Page 14. She collected posters of Cosette from Les Miserables, preferring theater instead of blood and soil. Author note: “Blood and soil” in this story is slang for LARPING fictional theater of a political nature.

Page 15. She dreamed and dreaded the day that like others she’ll have to go back to the field.

Page 16. She spent her time learning French, and finding anarcho-philosophical groups to belong to on the net while having dreams of anarcho-syndicalist chicks in bed gently biting into their soft of her tender neck.

Page 17. She fantasized of anarcho-goth girls committing murder by flocks of crocks pecking rabid cops to death.

Page 18. Or allowing the crows to hunt them down the militarized cops decked out with the Fraponic flag.

Page 19. These girls are caught by dream-scanners and other specialized spies, and beheaded by National Razor Crossbow. Author note: The standards for which capital punishment by beheaded were drastically lowered during the Fraponic Civil War, a fictional civil war between French and Japanese American factions.

Page 20. Blood flowing down the pages. Severed heads of anarchist girls.

Page 21. Her ex had spent all her money on tobacco.

Page 22. Her parents drugged her on medication that fixed some of her issues, but certainly not everything, especially her underlying cause of GID.

Page 23. It made interacting with people, generally an isolating experience.

Caption: Gone were the days of hopping into activist circles at the flow of a speeding train. Gone were the days of planting dead drops in alleyways profane. Gone were the days of severed heads on the streets of Neo-Tokyo and Neo-Alsace.

Page 24. Here lied an old street rat, just approaching thirty spending her life on the edge of society, trying to find some means to spend her time not getting bored of the way life was.

Page 25. It wasn’t the time of grabbing a non-lethal automated bee bee gun, and knocking out cops. Plopping sheets on them, and them dumping them on the sidewalk, with a bunch of hungry cats.

Caption: There was an old saying that there wasn’t anything cops were more allergic to, than a lot of free pussy.
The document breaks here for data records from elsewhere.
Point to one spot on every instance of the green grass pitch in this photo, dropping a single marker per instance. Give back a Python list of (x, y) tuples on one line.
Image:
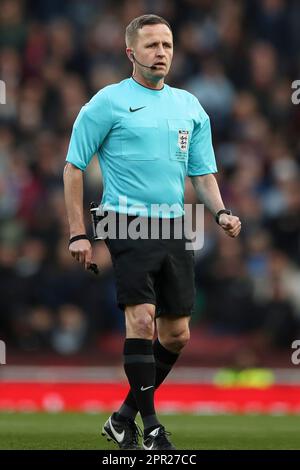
[(67, 431)]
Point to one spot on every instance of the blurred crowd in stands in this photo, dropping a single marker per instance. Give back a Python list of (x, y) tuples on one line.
[(239, 57)]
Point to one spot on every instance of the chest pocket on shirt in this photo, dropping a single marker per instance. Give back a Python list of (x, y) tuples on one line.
[(180, 134), (139, 139)]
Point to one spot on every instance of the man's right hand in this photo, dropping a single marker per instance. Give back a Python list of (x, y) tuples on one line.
[(81, 250)]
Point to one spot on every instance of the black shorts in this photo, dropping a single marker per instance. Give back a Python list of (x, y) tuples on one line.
[(155, 271)]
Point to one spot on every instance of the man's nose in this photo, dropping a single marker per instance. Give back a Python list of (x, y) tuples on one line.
[(160, 50)]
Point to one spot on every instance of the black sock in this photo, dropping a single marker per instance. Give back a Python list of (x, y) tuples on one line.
[(139, 367), (164, 361)]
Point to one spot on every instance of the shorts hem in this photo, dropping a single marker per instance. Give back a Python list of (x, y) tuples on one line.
[(124, 303)]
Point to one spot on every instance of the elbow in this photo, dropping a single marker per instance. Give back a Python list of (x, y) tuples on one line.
[(69, 168)]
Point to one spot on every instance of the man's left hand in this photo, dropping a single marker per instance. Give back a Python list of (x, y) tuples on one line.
[(230, 224)]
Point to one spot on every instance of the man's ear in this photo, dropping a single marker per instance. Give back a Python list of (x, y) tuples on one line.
[(130, 54)]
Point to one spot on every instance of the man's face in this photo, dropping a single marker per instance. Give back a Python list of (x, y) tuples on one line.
[(153, 46)]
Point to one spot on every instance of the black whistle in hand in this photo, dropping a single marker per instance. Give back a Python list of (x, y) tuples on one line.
[(93, 267)]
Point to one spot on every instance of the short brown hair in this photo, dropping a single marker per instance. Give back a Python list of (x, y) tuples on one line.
[(139, 22)]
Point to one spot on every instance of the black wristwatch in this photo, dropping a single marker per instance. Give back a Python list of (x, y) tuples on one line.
[(222, 211)]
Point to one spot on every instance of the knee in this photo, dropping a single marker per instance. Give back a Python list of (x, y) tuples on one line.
[(175, 342), (140, 321)]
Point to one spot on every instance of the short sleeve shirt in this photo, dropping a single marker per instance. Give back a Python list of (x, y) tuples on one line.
[(146, 142)]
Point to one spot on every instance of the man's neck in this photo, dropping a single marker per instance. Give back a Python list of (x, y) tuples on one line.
[(154, 85)]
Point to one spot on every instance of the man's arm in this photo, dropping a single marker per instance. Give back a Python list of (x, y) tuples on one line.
[(208, 193), (73, 186)]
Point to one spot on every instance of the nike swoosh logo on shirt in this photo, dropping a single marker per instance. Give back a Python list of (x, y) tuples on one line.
[(118, 435), (136, 109), (143, 389)]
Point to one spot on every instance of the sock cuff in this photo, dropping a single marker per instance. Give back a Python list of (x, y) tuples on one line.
[(162, 355), (138, 346)]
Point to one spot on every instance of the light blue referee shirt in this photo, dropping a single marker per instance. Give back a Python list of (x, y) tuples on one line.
[(146, 141)]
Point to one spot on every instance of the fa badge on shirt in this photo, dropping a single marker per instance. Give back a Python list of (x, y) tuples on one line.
[(183, 140)]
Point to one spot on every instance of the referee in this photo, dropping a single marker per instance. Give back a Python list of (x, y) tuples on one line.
[(148, 137)]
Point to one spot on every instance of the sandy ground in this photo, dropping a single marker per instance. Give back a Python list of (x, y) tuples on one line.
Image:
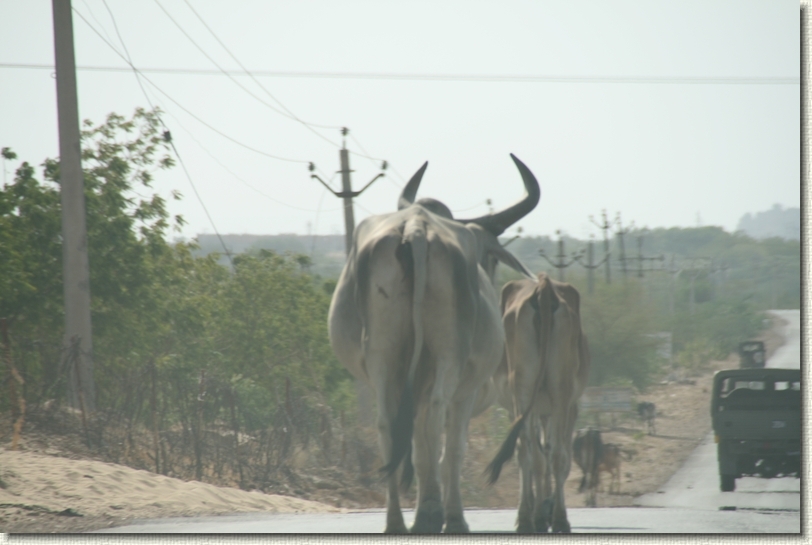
[(50, 493), (47, 486)]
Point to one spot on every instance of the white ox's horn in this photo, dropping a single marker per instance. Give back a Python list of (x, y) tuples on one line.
[(497, 222), (410, 191)]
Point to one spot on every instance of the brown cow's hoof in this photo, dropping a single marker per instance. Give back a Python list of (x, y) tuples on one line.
[(396, 529), (562, 527), (525, 527), (456, 527), (429, 519)]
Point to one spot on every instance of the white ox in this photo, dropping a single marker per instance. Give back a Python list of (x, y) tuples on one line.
[(544, 373), (416, 315)]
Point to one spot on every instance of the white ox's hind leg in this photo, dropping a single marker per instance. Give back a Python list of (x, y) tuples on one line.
[(428, 429), (541, 480), (459, 415), (561, 426), (394, 516), (524, 519)]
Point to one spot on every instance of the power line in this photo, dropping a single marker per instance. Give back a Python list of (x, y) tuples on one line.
[(179, 105), (241, 86), (242, 180), (167, 135), (495, 78), (251, 75)]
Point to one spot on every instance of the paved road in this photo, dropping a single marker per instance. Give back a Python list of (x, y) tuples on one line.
[(789, 355), (617, 520), (689, 503)]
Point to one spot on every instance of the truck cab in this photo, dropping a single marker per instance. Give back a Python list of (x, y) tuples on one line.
[(756, 416)]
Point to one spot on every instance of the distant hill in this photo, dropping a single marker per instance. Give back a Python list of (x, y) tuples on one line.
[(777, 222)]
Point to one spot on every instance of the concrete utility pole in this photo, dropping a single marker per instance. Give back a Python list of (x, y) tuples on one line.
[(591, 265), (363, 392), (346, 193), (605, 226), (560, 264), (620, 234), (76, 270)]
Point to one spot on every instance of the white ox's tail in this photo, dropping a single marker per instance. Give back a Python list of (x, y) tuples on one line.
[(413, 256)]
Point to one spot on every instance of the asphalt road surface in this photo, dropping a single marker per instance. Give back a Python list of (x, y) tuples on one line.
[(690, 502)]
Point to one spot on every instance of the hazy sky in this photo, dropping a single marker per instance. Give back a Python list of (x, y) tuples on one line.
[(672, 113)]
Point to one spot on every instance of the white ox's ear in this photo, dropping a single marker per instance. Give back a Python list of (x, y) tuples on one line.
[(493, 247)]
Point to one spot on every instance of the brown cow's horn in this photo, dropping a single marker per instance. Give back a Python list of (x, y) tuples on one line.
[(496, 223), (408, 194)]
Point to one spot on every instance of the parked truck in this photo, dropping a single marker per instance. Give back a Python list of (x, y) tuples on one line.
[(756, 417)]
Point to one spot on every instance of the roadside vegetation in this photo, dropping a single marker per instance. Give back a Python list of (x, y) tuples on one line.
[(219, 368)]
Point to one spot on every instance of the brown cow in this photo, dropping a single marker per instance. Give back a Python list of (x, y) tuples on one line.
[(543, 374), (610, 463), (588, 451), (647, 412)]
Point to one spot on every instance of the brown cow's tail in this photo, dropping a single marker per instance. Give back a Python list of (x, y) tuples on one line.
[(506, 450), (543, 299), (402, 429)]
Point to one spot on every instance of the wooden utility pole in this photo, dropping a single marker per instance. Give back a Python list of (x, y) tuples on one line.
[(76, 269)]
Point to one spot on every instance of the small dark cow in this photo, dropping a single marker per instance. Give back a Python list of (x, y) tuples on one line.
[(610, 463), (647, 412), (587, 450)]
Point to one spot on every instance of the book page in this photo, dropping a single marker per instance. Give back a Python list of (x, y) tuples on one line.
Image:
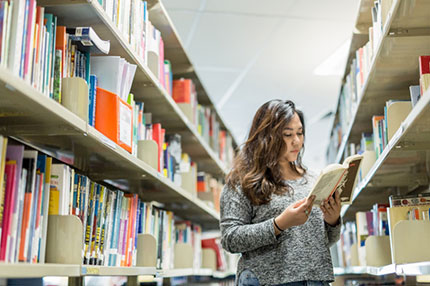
[(325, 185)]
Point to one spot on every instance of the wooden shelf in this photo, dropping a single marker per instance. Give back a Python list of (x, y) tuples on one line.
[(364, 17), (185, 272), (93, 270), (48, 126), (393, 69), (369, 270), (26, 270), (146, 86), (402, 164), (410, 269), (222, 275)]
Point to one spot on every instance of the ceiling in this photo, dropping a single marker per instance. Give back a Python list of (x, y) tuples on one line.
[(247, 52)]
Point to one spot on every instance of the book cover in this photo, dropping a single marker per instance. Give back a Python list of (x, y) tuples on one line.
[(88, 41), (45, 204), (409, 200), (337, 177), (10, 174), (16, 36)]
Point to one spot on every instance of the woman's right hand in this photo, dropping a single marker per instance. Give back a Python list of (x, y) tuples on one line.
[(295, 214)]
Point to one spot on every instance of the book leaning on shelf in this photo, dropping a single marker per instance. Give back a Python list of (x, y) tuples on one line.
[(337, 177)]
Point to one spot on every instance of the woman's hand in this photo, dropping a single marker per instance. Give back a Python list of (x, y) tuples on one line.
[(295, 214), (331, 209)]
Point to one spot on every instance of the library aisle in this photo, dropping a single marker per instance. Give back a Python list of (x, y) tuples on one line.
[(124, 124)]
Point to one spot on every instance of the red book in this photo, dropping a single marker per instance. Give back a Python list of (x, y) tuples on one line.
[(10, 172), (61, 44), (424, 64), (29, 38), (157, 136), (213, 244), (182, 90)]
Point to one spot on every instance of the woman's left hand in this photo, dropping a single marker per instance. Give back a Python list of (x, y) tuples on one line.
[(331, 209)]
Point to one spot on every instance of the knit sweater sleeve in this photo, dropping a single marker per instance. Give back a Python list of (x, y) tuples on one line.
[(333, 232), (238, 234)]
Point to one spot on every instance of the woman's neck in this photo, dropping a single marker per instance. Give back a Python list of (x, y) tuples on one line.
[(288, 173)]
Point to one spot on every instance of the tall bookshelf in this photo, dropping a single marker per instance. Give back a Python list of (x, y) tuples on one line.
[(39, 122), (394, 67)]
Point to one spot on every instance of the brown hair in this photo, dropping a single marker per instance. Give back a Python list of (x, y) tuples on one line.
[(256, 167)]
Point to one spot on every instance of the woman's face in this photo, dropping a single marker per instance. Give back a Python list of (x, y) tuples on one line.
[(293, 138)]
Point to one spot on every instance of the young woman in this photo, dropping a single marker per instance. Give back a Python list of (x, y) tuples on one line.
[(265, 215)]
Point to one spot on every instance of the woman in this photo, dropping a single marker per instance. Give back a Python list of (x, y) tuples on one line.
[(265, 214)]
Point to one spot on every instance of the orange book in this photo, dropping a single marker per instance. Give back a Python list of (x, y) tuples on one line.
[(25, 221), (61, 44), (182, 90), (109, 109), (129, 227)]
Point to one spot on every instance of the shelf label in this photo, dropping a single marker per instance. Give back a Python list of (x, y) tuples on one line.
[(91, 270), (107, 142)]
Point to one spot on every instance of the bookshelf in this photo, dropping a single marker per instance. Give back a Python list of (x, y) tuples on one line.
[(36, 120), (186, 272), (364, 17), (411, 269), (401, 167), (195, 272), (53, 129), (393, 68), (146, 86), (93, 270), (26, 270), (402, 164)]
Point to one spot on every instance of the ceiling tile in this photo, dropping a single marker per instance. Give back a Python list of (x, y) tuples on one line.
[(257, 7), (182, 4), (227, 40), (332, 10), (183, 21), (217, 82)]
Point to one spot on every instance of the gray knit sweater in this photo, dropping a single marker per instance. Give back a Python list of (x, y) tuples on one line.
[(299, 253)]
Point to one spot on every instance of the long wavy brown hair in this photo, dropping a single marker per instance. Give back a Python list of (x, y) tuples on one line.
[(256, 167)]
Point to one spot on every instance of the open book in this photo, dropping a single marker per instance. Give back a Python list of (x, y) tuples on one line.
[(337, 177)]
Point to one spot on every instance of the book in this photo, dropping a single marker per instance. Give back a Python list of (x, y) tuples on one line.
[(409, 200), (341, 177), (414, 90), (88, 40)]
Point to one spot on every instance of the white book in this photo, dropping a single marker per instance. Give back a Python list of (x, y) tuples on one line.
[(4, 24), (29, 75), (44, 218), (17, 218), (342, 178), (71, 188), (30, 154), (60, 186), (5, 52), (108, 71), (16, 33)]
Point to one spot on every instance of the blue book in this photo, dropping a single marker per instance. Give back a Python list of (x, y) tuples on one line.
[(92, 100), (24, 38), (88, 41)]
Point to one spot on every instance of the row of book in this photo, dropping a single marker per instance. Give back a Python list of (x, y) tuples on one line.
[(384, 126), (34, 187), (110, 82), (209, 189), (132, 19), (204, 118), (44, 54), (379, 221)]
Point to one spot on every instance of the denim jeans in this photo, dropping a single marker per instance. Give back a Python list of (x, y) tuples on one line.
[(247, 278)]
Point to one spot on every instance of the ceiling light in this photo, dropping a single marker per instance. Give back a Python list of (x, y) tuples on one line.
[(335, 63)]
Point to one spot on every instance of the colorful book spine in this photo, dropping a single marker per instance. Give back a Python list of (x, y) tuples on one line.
[(10, 171)]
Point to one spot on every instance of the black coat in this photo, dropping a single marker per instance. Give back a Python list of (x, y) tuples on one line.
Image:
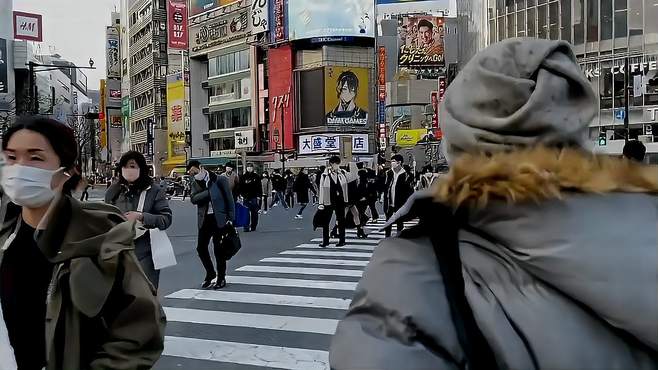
[(403, 190), (302, 186), (250, 186)]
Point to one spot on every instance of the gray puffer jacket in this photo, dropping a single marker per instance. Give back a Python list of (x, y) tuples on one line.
[(559, 262)]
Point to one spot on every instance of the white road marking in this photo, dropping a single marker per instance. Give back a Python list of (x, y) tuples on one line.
[(252, 320), (269, 357), (291, 283), (315, 261), (349, 241), (348, 246), (328, 253), (262, 298), (302, 270)]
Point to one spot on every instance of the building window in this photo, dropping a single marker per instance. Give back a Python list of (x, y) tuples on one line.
[(592, 21), (532, 28), (578, 22), (565, 14), (606, 19), (542, 27), (520, 24)]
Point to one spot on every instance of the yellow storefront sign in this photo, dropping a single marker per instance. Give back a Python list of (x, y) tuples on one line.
[(409, 137), (176, 119)]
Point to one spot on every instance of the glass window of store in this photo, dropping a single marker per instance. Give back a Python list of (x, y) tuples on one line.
[(651, 25), (565, 14), (606, 19), (542, 26), (578, 22), (532, 22)]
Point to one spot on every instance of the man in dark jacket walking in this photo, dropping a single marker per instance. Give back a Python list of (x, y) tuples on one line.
[(301, 187), (251, 190), (216, 208), (398, 190), (279, 186)]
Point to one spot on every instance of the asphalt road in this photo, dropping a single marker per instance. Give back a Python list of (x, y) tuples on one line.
[(282, 303)]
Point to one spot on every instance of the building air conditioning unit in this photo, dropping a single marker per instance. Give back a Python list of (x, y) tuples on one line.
[(645, 138)]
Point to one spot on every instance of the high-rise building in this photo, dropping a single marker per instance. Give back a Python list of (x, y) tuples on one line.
[(147, 71), (608, 37)]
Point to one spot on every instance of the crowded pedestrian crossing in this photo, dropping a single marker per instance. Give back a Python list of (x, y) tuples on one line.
[(278, 313)]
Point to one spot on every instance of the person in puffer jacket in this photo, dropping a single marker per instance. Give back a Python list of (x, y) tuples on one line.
[(558, 247)]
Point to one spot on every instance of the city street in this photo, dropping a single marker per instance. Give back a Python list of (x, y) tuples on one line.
[(282, 303)]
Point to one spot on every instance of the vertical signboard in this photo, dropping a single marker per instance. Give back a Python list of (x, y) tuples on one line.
[(28, 26), (177, 24), (175, 115), (101, 117), (381, 95), (279, 30), (260, 16), (3, 66), (113, 58), (421, 41)]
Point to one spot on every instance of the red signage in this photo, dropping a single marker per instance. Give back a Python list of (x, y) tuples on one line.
[(177, 24), (381, 75), (279, 25), (280, 66)]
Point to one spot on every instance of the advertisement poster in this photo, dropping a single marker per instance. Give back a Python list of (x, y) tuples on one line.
[(218, 31), (346, 96), (330, 143), (177, 24), (338, 18), (176, 115), (421, 41), (113, 59), (3, 67), (202, 6), (260, 16)]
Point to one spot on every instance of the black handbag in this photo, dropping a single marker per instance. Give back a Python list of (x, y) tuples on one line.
[(229, 242)]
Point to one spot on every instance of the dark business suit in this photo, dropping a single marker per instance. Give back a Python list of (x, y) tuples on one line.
[(217, 193)]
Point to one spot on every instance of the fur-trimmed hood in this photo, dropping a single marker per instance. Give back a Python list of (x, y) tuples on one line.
[(539, 174)]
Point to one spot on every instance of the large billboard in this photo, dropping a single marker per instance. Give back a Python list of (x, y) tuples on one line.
[(3, 67), (177, 24), (421, 41), (337, 18), (346, 96), (176, 115), (202, 6), (113, 59)]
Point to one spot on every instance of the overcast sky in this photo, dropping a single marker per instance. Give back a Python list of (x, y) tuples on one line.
[(75, 29)]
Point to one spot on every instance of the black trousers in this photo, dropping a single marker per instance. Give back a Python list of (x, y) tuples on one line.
[(389, 214), (209, 230), (339, 210)]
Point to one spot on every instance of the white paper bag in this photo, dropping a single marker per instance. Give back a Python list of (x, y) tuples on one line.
[(162, 251)]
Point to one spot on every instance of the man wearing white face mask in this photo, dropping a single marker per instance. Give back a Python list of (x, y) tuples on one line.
[(398, 190), (334, 196)]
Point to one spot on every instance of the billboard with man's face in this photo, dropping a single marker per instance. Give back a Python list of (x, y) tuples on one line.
[(421, 41), (346, 96)]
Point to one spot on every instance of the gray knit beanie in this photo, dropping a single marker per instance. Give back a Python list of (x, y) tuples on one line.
[(518, 92)]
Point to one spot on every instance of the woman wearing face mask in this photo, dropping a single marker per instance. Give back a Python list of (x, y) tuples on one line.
[(126, 193), (72, 292)]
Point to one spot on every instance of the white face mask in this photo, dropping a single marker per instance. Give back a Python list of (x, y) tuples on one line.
[(26, 186)]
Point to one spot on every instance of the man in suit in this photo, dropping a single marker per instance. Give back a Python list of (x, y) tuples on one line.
[(212, 196), (397, 190)]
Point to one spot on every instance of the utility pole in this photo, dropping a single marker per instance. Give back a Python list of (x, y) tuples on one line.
[(626, 97)]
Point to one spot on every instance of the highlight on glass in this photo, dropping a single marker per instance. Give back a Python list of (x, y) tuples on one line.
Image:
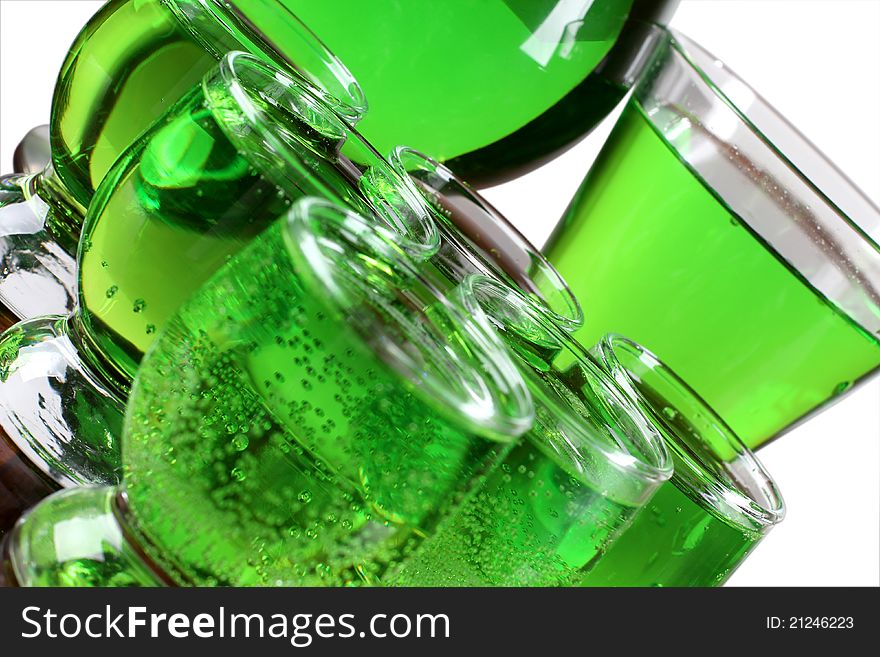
[(219, 167), (476, 238), (127, 67), (718, 505), (569, 488), (710, 229), (309, 417)]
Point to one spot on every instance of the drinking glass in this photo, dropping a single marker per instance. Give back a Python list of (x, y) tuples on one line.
[(565, 491), (710, 229), (493, 88), (130, 63), (719, 503), (308, 417), (221, 165), (474, 237)]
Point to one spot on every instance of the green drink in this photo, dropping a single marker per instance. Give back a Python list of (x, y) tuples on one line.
[(567, 489), (204, 182), (309, 417), (126, 68), (718, 505), (478, 57), (691, 235), (223, 164), (475, 238)]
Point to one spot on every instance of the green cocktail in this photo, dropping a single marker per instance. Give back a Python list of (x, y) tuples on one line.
[(692, 235), (478, 58), (309, 417), (200, 184), (718, 505), (474, 237), (126, 68), (568, 488), (223, 164)]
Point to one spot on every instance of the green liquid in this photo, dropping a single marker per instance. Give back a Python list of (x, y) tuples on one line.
[(452, 78), (534, 522), (652, 254), (672, 542), (180, 204), (136, 58), (267, 444), (130, 63), (541, 517)]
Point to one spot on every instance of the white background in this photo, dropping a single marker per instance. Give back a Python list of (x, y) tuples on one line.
[(818, 62)]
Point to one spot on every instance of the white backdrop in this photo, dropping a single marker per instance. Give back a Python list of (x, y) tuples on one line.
[(818, 62)]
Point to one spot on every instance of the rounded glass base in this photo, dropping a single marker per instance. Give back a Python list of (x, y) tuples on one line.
[(37, 275), (33, 153), (54, 408), (74, 538)]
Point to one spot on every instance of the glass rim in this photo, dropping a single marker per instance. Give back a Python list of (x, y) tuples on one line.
[(720, 491), (651, 465), (698, 59), (352, 105), (495, 390), (416, 233), (571, 316)]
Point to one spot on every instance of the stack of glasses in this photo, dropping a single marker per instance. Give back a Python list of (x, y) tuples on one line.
[(254, 351)]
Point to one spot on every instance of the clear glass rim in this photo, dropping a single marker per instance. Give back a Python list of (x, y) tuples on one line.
[(348, 100), (651, 463), (495, 392), (569, 313), (416, 232), (762, 513), (706, 65)]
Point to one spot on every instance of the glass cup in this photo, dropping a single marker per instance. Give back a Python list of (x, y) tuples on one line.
[(755, 275), (225, 162), (476, 238), (719, 503), (308, 417), (126, 68), (568, 488), (493, 88)]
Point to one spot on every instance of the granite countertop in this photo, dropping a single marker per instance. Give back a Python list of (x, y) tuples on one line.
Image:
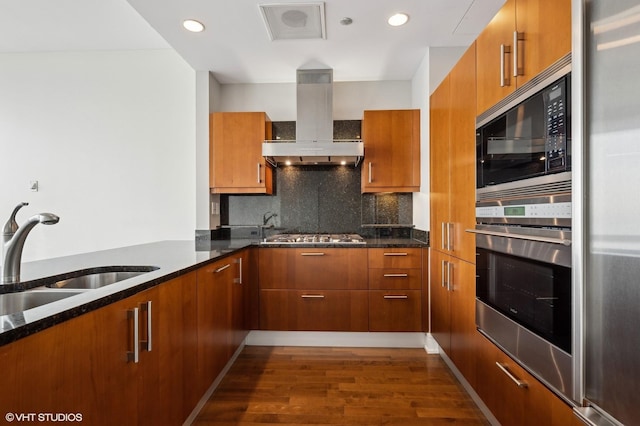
[(172, 258)]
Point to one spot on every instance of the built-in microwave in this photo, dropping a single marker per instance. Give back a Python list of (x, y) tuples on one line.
[(528, 139)]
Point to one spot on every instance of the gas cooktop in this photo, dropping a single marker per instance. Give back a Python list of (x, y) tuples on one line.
[(354, 239)]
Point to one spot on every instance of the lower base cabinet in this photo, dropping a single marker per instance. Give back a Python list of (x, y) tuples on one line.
[(395, 310), (314, 310), (513, 395), (86, 367)]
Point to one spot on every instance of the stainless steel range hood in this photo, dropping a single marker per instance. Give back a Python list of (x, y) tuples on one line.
[(314, 143)]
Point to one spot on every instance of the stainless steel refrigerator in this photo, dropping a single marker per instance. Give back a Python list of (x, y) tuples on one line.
[(608, 50)]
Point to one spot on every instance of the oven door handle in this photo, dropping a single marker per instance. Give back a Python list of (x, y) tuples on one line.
[(561, 241)]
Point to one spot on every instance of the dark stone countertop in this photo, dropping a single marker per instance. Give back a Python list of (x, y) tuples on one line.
[(173, 258)]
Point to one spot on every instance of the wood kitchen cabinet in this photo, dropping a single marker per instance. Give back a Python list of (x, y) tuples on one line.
[(84, 365), (313, 268), (395, 289), (314, 289), (513, 395), (236, 162), (314, 310), (453, 310), (391, 151), (219, 311), (452, 160), (524, 38)]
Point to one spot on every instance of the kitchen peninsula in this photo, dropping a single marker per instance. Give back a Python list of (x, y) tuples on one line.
[(164, 335)]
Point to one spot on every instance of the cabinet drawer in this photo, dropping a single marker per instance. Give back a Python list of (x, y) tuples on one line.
[(395, 279), (394, 257), (314, 268), (395, 310), (314, 310)]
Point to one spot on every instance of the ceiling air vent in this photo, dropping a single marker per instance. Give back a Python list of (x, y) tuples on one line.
[(294, 21)]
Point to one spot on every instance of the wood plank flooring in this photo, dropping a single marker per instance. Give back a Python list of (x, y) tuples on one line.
[(339, 386)]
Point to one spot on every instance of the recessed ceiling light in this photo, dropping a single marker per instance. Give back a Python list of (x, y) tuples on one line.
[(398, 19), (193, 25)]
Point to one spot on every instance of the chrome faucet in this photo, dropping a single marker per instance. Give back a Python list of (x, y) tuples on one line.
[(13, 238)]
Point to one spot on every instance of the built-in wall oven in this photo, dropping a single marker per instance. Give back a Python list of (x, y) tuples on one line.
[(524, 300)]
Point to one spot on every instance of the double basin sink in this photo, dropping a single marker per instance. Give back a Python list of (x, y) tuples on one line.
[(62, 286)]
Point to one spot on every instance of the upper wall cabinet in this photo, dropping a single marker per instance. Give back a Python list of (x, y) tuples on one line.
[(391, 151), (524, 38), (236, 162), (452, 160)]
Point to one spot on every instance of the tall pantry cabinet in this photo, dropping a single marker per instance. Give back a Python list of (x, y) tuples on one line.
[(452, 168), (524, 38)]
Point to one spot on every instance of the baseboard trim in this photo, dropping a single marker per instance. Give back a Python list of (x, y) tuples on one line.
[(336, 339), (212, 388)]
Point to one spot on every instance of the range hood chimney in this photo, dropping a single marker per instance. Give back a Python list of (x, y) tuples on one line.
[(314, 144)]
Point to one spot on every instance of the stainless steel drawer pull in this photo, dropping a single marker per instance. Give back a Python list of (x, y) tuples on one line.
[(147, 344), (134, 355), (222, 268), (505, 370), (239, 279), (504, 78), (517, 69)]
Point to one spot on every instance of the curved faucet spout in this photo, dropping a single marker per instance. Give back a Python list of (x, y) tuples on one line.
[(14, 247), (11, 226)]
But she never actually thought any girl would actually shoot a cop.

Page 26. One of her own shot one, put a sheet over him, smashed up with layers of blood, and took the old Anthem and sang:

In our Fatherland, with our mothers, Whom bake fresh pasta and green peas, Come home to our house, stay with us, And become our children and our brothers. Let us govern you, lay your children on us.

Page 27. She took off all clothes, except her underwear, and covered herself in blankets.

Page 28. The remaining militarized cops drag her off to prison.

Caption: The cop was in such a state, that he wasn’t going back into the service anytime soon.

Page 29. Instead he layed in old hand made bed sheets at the local hospital.

Caption: Elle remembered the smell of metal, when the guillotine blade sliced through her companions neck, and how the idea of some vague approaching of death did not concern her, nor did it seem to concern any of the other activist, who kept up grabbing increasingly higher level munitions.

Page 30. Eventually they tossed Molotov cocktails at government buildings.

Page 31. She spent the last few nights between dreams, and forking different code repositories, under the defeatist idea that she’ll never belong to another activist group as long as she lived.

Caption: Activist never completely represented what they claimed to be. Cosette represents some false promise from classic French literature, and nothing more.

Page 32. She wanted to move to France, and join with their underpants.

Page 33. Before she moved Os Arusacos, she alotted more time to be as Gothic as she wanted, even if she wasn’t smack dab in the middle of Germany when others wore modern clothes.

Page 34. She visited graveyards of various French and German anarchist women, who she had researched about in high school and college.

Caption: She wanted her life to be defined by a different poem, not a National anthum. The story of her own life.

Page 35. In all its torn pages, the flow of tattered bat wings growing out of her back, while reading Edgar Allen Poe, and pages from Mary Shelly’s mother’s diaries n order to pass the time.

Caption: Wherever else she could be, it was better than being home. Beheaded for being an activist. It was no longer the US she knew.